The foundation "protects nature's protectors" by providing rangers with vital training and equipment, and supporting families of the fallen. Widows and orphaned children can be left destitute and even evicted from their homes to make way for replacement ranger families.


"Dealing with the violent death of a loved one is bad enough," says Willmore. "But they also have to cope with no longer having any income, the kids not being able to go to school and being trapped in the poverty cycle.

"That not only affects the families themselves, but also the morale of other rangers who know that could happen to them. Still, I never cease to be amazed how one day they can be burying a colleague and then the next they are back out on patrol."

Up against poachers often better trained, equipped and sometimes armed to the teeth with machine guns and rocket launchers, rangers face constant danger.

"You live on adrenalin the whole time," says Willmore, who once spent two weeks with rangers in a war zone in the Democratic Republic of Congo.

"I was lucky enough to have a passport to leave. They don't have that. One ranger said to me, 'we don't know if we're going to be attacked by militia in the next hour or the next month so we are on our toes the whole time'."

Their driving force is the common denominator Willmore attributes to rangers he has met in 50 countries.

"Passion for the work, proud of what they do, proud of protecting their patch," he says.

Passionate is an apt description for Willmore, who quit his job to pursue the new vocation. Financial struggles followed, and a specialist declared that a rare tropical parasite, if left untreated, could have killed him.

In 2011 his fortunes turned when he rose from his sick bed to attend a speech by renowned primatologist Jane Goodall in Melbourne.

They chatted afterwards, and the Australian ranger's efforts resonated as a "missing link" in the fight to save endangered species and ecosystems.

Best known for her groundbreaking work with chimpanzees, Goodall has since become a "mentor and dear friend". She has helped to raise the profile of The Thin Green Line.

She also arranged for Willmore to speak at an international conference in Thailand, where one of the delegates was Claudia McMurray, an adviser to the Prince of Wales.

Impressed by his presentation, McMurray invited Willmore to St James's Palace in London to assist in developing an agenda for world leaders on wildlife crime issues.

He enjoyed face-to-face discussions with Prince Charles and Prince William.

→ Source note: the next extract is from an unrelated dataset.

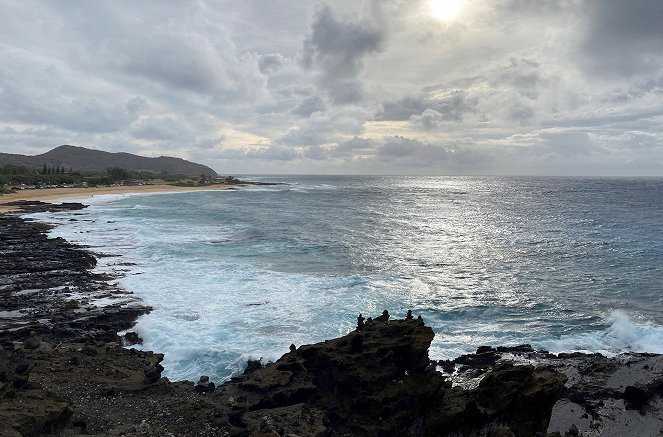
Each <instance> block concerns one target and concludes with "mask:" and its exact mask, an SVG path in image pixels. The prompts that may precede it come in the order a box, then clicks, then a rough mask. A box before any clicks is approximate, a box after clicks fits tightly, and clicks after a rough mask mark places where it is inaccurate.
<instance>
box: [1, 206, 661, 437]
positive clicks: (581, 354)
mask: <svg viewBox="0 0 663 437" xmlns="http://www.w3.org/2000/svg"><path fill="white" fill-rule="evenodd" d="M27 206H28V207H29V210H30V211H35V210H39V209H42V210H58V209H59V210H62V209H79V208H83V207H84V205H81V204H76V203H70V204H63V205H60V206H57V205H56V206H53V205H50V204H39V203H31V204H29V205H27ZM47 229H48V227H47V226H45V225H43V224H40V223H38V222H35V221H30V220H27V219H24V218H21V217H19V216H18V215H17V214H14V213H9V214H7V213H6V214H0V251H1V252H2V254H3V256H2V258H1V260H0V303H1V306H2V311H1V312H0V323H1V324H0V346H1V349H0V435H3V436H4V435H6V436H37V435H86V436H102V435H103V436H107V435H116V436H120V435H132V436H133V435H142V436H164V435H178V436H179V435H182V436H348V435H351V436H355V435H356V436H392V435H393V436H407V435H410V436H445V435H468V436H469V435H472V436H533V435H540V436H563V435H571V436H576V435H583V436H613V435H614V436H618V435H659V434H660V432H661V429H662V428H663V421H662V418H663V415H662V414H661V412H662V411H663V401H662V400H661V395H662V394H663V376H662V374H663V356H660V355H653V354H624V355H620V356H617V357H613V358H607V357H604V356H601V355H598V354H595V355H585V354H559V355H554V354H550V353H548V352H546V351H536V350H534V349H533V348H531V347H530V346H528V345H522V346H517V347H502V348H493V347H481V348H479V349H478V350H477V351H476V353H474V354H470V355H465V356H462V357H458V358H456V359H455V360H451V361H444V362H434V361H431V360H430V359H429V357H428V348H429V346H430V342H431V341H432V339H433V337H434V333H433V331H432V329H431V328H430V327H428V326H426V324H425V321H424V320H422V319H420V318H419V317H418V316H417V315H416V314H414V315H413V314H402V315H400V314H399V315H397V317H394V316H393V315H390V314H389V313H388V312H387V311H385V312H384V313H383V314H382V315H376V317H374V318H372V319H370V318H367V319H363V317H362V318H360V319H358V324H357V328H356V329H355V330H353V331H351V332H349V333H348V334H347V335H344V336H342V337H340V338H336V339H330V340H326V341H324V342H320V343H317V344H312V345H294V344H293V345H292V346H291V348H290V351H289V352H288V353H286V354H284V355H283V356H282V357H281V358H280V359H279V360H277V361H276V362H274V363H268V364H267V363H260V362H249V363H248V365H247V369H246V371H245V372H244V374H242V375H237V376H236V377H234V378H232V379H231V380H230V381H227V382H226V383H224V384H221V385H219V386H216V387H215V386H214V383H213V381H212V382H210V381H209V380H207V379H206V378H201V379H200V381H198V383H194V382H192V381H177V382H172V381H169V380H168V379H166V378H163V377H161V372H162V370H163V367H162V366H161V364H160V362H161V361H162V359H163V355H161V354H159V353H158V351H155V352H146V351H139V350H136V349H133V348H131V345H132V344H135V343H137V342H140V341H141V339H140V338H139V337H138V336H137V335H135V334H133V333H132V332H131V327H132V326H133V324H134V323H135V321H136V318H137V317H139V316H140V315H141V314H144V313H146V312H148V311H150V308H149V307H146V306H145V305H143V304H142V303H141V301H140V300H139V299H137V298H136V297H135V296H133V295H132V294H131V292H130V291H128V290H123V289H120V288H118V287H117V286H115V285H113V284H112V279H113V278H112V277H107V276H103V275H98V274H95V273H93V272H92V268H93V267H94V266H95V264H96V258H95V256H94V255H93V254H92V253H90V252H88V251H86V250H85V249H84V248H82V247H78V246H75V245H73V244H70V243H69V242H67V241H65V240H63V239H61V238H49V237H48V236H47V234H46V232H47ZM120 331H129V333H128V334H127V335H125V336H123V337H119V336H118V334H117V333H118V332H120ZM194 340H195V339H192V341H194Z"/></svg>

"I treat everyone I meet with the same respect," says Willmore. "I'm not concerned with whether they are a British monarch or a ranger in the Congo.

"They came across as genuine people and I've got to say, since I met them, they have followed up on everything they said." This week Prince William marked World Ranger Day - started by Willmore in 2007 - with a YouTube message in which he lamented the "catastrophic levels" of poaching.

The Prince described rangers as the "front line" in the conservation battle and acknowledged the huge numbers killed in the line of duty.

Another big name - pop star Gotye - last night headlined a fundraising concert in Melbourne for The Thin Green Line.

It was part of an eventful week for Willmore, who is also president of the IRF.

He welcomed girlfriend Monika Colic to Australia. They met in Croatia last year and plan to live in his current home - a refurbished tram, complete with outside shower, overlooking the ocean near Melbourne.

"You have to be an optimist in this game," says Willmore of future prospects for rangers and endangered species.

"With all the information we know it would be very easy to give up. But Jane and I have discussed this, and the only thing you can do is maintain hope and do what is the right thing to do."